Pelo início dos anos 70 do século passado, o brilho dissipou-se, a rua entrou em decadência e alguns dos edifícios reduziram-se a ruínas. Graças ao enorme fluxo turístico, que chamou de novo o interesse imobiliário, aquela que foi outrora "a artéria principal" do Porto, renasceu.
Função comercial
A obra começou em 1521. "Já havia, na altura, casas construídas, mas poucas", refere Manuel Moreira da Rocha, professor da Faculdade de Letras da Universidade do Porto (FLUP).
No século XVII, famílias nobres mudaram-se para lá. As casas brasonadas evidenciavam o estatuto socioeconómico dos proprietários. Os emblemas, em pedra, permanecem nas fachadas dos prédios, como é o caso do hotel de cinco estrelas PortoBay Flores. Nasceu na chamada "Casa dos Maias". O edifício, amarelo, destaca-se pelos dois grandes brasões à entrada. Recuperá-lo custou quase sete milhões de euros.
"Pela regularidade, largura e extensão, [a Rua das Flores] constituiu-se na principal artéria da cidade como eixo privilegiado na fluidez do tráfego urbano, permitindo a ligação eficiente da cidade ribeirinha e portuária com a porta de carros da muralha medieval [atual Praça de Almeida Garrett] e com as cidades do norte de Portugal", esclarece o docente.

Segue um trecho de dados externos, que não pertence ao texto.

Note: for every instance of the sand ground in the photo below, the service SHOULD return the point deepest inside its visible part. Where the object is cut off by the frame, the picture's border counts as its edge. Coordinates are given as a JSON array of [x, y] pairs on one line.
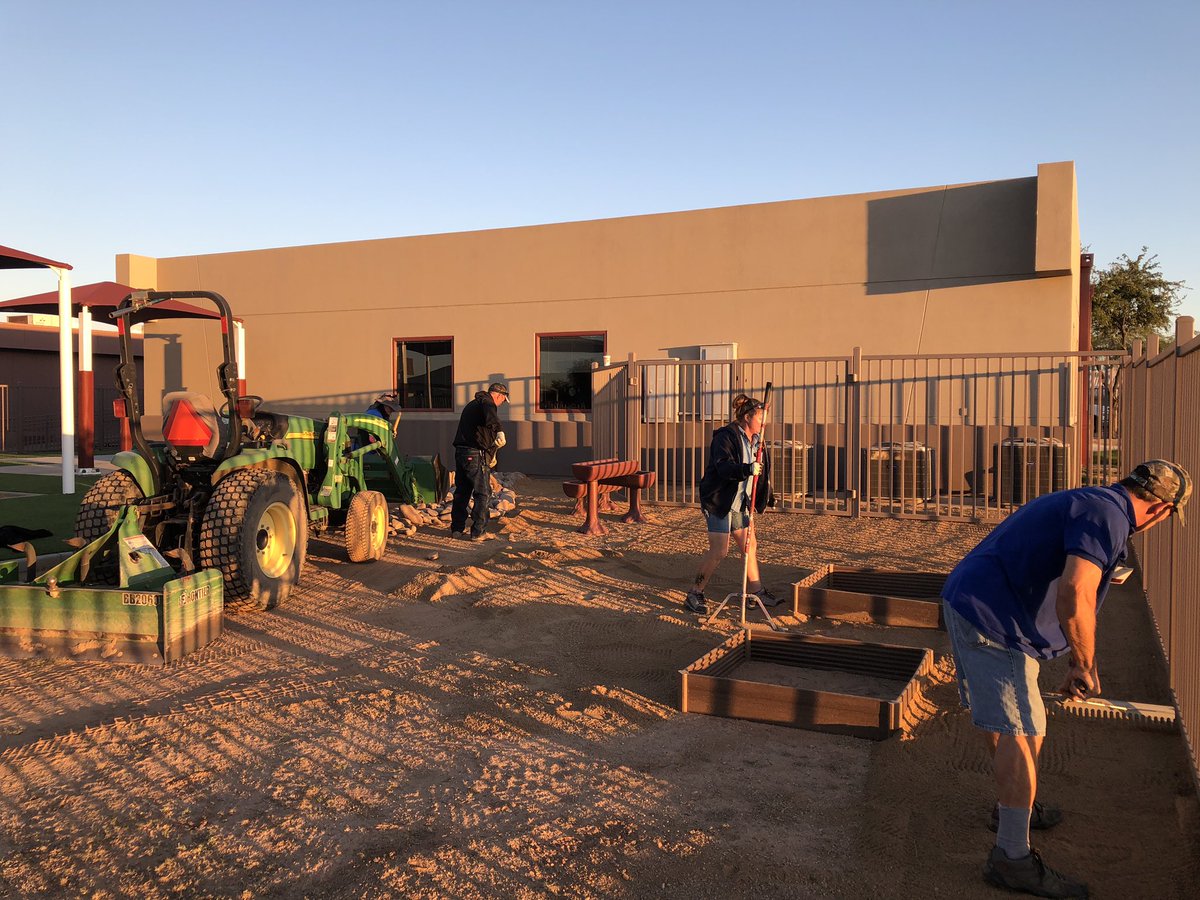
[[502, 723]]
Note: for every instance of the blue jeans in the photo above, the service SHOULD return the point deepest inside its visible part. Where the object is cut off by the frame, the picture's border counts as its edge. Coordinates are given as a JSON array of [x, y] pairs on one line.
[[999, 684], [472, 485]]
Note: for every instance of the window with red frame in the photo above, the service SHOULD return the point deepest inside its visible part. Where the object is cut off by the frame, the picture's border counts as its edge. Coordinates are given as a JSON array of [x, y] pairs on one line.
[[425, 372], [564, 370]]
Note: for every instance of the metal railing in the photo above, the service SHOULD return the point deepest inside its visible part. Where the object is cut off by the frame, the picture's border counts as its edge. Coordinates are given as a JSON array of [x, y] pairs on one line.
[[30, 419], [959, 437], [1162, 395]]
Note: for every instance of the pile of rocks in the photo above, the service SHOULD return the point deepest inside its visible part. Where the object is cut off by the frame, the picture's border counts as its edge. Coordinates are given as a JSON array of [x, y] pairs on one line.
[[406, 517]]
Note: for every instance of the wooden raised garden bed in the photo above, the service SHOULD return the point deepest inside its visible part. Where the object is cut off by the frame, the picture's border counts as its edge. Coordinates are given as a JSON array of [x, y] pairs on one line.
[[713, 684], [885, 597]]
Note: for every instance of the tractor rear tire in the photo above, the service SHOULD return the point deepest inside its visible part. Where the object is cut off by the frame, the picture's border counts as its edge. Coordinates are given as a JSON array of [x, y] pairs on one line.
[[255, 533], [103, 502], [366, 527]]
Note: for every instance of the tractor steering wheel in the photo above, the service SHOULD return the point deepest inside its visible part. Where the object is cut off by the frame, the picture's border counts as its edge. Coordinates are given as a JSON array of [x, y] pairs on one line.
[[256, 402]]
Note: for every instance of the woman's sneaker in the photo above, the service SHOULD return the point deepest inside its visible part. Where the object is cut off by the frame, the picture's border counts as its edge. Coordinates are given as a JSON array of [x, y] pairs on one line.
[[1030, 875], [767, 598]]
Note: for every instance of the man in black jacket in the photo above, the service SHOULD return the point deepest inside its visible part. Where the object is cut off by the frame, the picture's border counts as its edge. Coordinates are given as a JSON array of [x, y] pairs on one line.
[[725, 499], [475, 443]]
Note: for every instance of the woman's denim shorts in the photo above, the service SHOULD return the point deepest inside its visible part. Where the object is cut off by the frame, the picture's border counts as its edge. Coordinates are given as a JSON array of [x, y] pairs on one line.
[[723, 525], [996, 683]]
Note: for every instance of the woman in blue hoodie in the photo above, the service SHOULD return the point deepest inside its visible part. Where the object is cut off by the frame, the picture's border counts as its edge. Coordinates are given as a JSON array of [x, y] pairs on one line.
[[725, 498]]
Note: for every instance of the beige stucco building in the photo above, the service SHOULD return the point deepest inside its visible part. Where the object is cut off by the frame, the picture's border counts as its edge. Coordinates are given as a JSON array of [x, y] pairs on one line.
[[981, 268]]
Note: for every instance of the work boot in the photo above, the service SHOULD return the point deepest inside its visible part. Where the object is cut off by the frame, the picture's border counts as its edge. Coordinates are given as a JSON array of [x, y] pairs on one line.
[[1041, 820], [767, 598], [1030, 875]]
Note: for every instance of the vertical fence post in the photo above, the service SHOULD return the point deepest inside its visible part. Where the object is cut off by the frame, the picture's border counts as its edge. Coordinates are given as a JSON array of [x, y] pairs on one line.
[[633, 397], [853, 432], [1185, 330]]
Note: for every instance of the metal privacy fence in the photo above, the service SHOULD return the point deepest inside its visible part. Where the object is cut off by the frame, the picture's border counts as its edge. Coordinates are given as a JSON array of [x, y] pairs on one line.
[[958, 437], [30, 421], [1161, 396]]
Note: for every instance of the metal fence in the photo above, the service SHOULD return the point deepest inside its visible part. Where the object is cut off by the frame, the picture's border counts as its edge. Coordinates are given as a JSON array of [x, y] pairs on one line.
[[959, 437], [30, 419], [1161, 397]]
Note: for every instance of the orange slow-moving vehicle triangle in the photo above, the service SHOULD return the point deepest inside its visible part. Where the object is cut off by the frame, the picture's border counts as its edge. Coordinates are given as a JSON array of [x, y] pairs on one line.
[[185, 427]]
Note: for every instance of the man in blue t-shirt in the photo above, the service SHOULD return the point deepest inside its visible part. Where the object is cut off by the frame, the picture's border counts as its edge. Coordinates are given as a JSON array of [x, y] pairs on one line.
[[1029, 592]]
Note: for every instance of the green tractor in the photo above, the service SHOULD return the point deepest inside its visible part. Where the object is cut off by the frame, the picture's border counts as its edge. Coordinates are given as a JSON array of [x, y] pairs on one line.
[[237, 487]]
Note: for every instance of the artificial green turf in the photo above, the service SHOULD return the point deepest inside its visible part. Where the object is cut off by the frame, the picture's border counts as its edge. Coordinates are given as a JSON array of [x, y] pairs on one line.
[[51, 509]]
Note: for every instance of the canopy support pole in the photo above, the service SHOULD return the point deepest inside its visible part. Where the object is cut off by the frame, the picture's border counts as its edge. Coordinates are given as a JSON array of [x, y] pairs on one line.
[[87, 397], [66, 378]]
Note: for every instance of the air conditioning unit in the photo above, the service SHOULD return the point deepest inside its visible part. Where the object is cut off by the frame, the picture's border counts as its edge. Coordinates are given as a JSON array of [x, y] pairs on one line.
[[899, 471], [791, 468], [1029, 467]]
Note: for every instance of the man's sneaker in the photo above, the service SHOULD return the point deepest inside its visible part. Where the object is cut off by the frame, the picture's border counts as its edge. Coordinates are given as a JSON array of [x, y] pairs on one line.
[[767, 598], [1030, 875], [695, 601], [1041, 820]]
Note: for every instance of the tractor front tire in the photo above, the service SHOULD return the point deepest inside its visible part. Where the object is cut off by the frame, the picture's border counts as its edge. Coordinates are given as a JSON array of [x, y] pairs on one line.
[[366, 527], [103, 502], [256, 535]]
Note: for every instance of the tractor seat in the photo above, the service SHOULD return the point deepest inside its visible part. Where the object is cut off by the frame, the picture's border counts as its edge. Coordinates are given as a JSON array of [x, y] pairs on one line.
[[191, 425]]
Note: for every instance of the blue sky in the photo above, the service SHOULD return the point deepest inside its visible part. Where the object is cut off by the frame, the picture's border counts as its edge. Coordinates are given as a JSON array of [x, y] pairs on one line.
[[168, 129]]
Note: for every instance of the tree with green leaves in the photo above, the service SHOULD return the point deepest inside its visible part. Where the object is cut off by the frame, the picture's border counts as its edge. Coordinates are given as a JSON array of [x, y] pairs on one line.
[[1132, 300]]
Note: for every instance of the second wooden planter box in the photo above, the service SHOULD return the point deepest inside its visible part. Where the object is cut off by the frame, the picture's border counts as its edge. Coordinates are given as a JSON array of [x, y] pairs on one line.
[[885, 597]]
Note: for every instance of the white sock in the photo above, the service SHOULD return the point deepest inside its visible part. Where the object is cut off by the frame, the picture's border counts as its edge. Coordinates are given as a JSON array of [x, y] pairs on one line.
[[1013, 834]]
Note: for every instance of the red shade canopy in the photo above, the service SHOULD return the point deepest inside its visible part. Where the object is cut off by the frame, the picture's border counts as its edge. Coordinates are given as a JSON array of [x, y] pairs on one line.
[[101, 295], [12, 258]]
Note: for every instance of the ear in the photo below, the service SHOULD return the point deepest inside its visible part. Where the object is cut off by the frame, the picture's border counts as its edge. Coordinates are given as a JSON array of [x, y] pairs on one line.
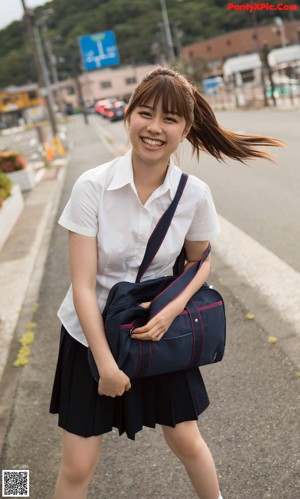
[[185, 133]]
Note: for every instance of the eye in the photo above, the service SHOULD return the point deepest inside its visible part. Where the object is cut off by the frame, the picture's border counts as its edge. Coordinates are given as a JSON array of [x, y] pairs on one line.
[[146, 114]]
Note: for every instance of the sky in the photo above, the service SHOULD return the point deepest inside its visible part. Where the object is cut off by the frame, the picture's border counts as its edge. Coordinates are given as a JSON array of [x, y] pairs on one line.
[[12, 10]]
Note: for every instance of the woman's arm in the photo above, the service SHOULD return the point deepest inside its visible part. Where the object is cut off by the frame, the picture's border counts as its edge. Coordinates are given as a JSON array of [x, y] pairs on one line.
[[83, 266], [159, 324]]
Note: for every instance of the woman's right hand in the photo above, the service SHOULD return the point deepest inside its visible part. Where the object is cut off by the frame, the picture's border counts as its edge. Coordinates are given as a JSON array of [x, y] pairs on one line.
[[114, 384]]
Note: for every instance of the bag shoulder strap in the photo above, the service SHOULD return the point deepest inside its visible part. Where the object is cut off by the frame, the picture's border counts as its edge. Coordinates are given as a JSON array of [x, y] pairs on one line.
[[161, 229]]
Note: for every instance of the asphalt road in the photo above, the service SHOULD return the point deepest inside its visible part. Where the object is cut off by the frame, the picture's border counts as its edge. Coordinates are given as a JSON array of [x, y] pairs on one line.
[[252, 425]]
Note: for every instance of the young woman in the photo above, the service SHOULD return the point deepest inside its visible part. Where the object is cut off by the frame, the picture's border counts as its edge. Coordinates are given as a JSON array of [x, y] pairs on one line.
[[110, 216]]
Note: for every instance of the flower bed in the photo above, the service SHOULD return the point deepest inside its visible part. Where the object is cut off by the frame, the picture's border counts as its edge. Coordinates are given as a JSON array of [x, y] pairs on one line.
[[14, 165], [25, 179]]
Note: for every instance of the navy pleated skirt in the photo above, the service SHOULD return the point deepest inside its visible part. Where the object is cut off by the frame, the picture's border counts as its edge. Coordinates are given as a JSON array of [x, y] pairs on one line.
[[166, 399]]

A função comercial, ainda hoje presente, culminou no início do século XVIII, prolongando-se por mais de cem anos, mas a rua manteve sempre "um traço distinto": a arquitetura. A sua "característica singular" nunca se perdeu, observa Manuel Moreira da Rocha. No entanto, nota, "o recheio" perdeu-se, fruto das dezenas de intervenções e transformações dos imóveis em hotéis, restaurantes e alojamentos locais.
Mesmo antes de ser rua, já ali havia sido construído um hospital que serviu a cidade durante mais de 200 anos. O Hospital de Rocamador, obra da Idade Média, é das estruturas mais antigas da Rua das Flores. Com o arranque da construção do Hospital de Santo António, em 1770, e o aumento do nível de exigência nos tratamentos de saúde, a unidade foi perdendo a sua função.
"Ainda lá estão, na parte de dentro do edificado, estruturas que nos falam desse hospital, que fazia gaveto com a Rua dos Caldeireiros", refere o professor.
Entretanto, com a abertura da Rua de Mouzinho da Silveira, observou-se um "esfumar gradual do progonismo" da Rua das Flores.
Palco de romances
Como refere o trabalho do Centro de Investigação Transdisciplinar "Cultura, Espaço e Memória", da FLUP, da Misericórdia e da Câmara do Porto, a Rua das Flores foi palco de romances, poesia e narrativas.
Os 500 anos da artéria motivam um colóquio que está agendado para novembro, entre os dias 11 e 13.
CURIOSIDADES
"Vestir bem e barato, só aqui"
O anúncio, em três placards, de uma antiga loja de têxteis ainda permanece na Rua das Flores, apesar de o edifício agora se destinar a alojamento local.
Caixa do correio
Uma antiga caixa do correio, entre os números 76 e 84, ainda hoje funciona. Todos os dias úteis, às 16 horas, são levantadas as cartas.
"Fair Lusitania"
A aristocrata lady Jackson, em "Fair Lusitania", descreve a Rua das Flores como a "mais movimentada do Porto": "É longa e algo estreita para o trânsito que tem, mas o pavimento é bom".
Burgo recebe nobres
A abertura da Rua das Flores coincidiu com o fim da prerrogativa que a cidade tinha de impedir os nobres de viver no burgo.
"Casa dos Maias"
Construída no século XVI pelo fidalgo Martim Ferraz, a Casa dos Maias, na Rua das Flores, foi classificada como imóvel de interesse público em 1993. O último proprietário, Domingos de Oliveira Maia, deu-lhe o nome. Destaca-se pelos brasões.